Les contextes guerriers créent des situations d'urgence et « d’exceptionnalité » qui empêchent, suspendent ou entravent la mise en place de mesures d’atténuation et d’adaptation aux changements climatiques, pourtant indispensables pour contenir le réchauffement climatique à un seuil tolérable et assurer la résilience des territoires.

On a tendance à trop minimiser les effets environnementaux de la guerre qui doivent être remis plus en lien avec tous les efforts qu’on fait actuellement pour combattre les changements climatiques et pour l’avenir de l’humanité." - Marie-Ange Schellenkens.

Lors de la COP28, un pavillon palestinien a été érigé pour la première fois.

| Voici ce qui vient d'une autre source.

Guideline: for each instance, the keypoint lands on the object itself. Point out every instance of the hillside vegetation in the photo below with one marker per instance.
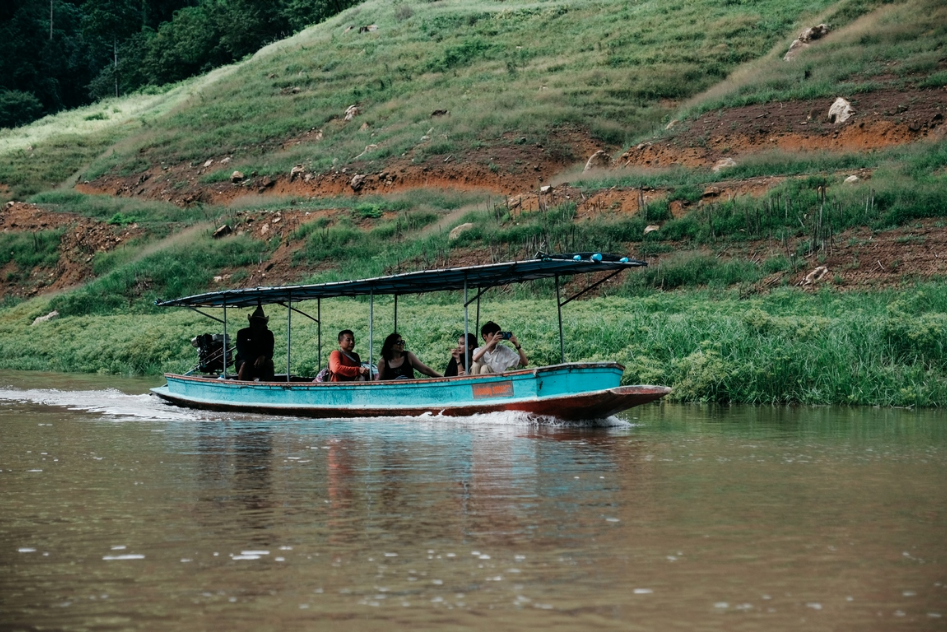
(462, 111)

Une présentation sur l'impact environnemental de l'occupation palestinienne y a été présentée. Robert Mardini, à la tête du Comité international de la Croix-Rouge, a regretté que les projets liés au climat organisés dans la bande de Gaza aient été gelés à cause du conflit. Du côté de l’Ukraine, "Depuis le début du conflit, les services environnementaux ont été suspendus, et les réformes environnementales prévues par le gouvernement ne peuvent plus être mises en place" confie Marie-Ange Schellekens. Pour la chercheuse, il y a urgence à cesser de "minimiser les effets environnementaux de la guerre qui doivent être remis plus en lien avec tous les efforts qu’on fait actuellement pour combattre les changements climatiques et pour l’avenir de l’humanité au niveau environnemental."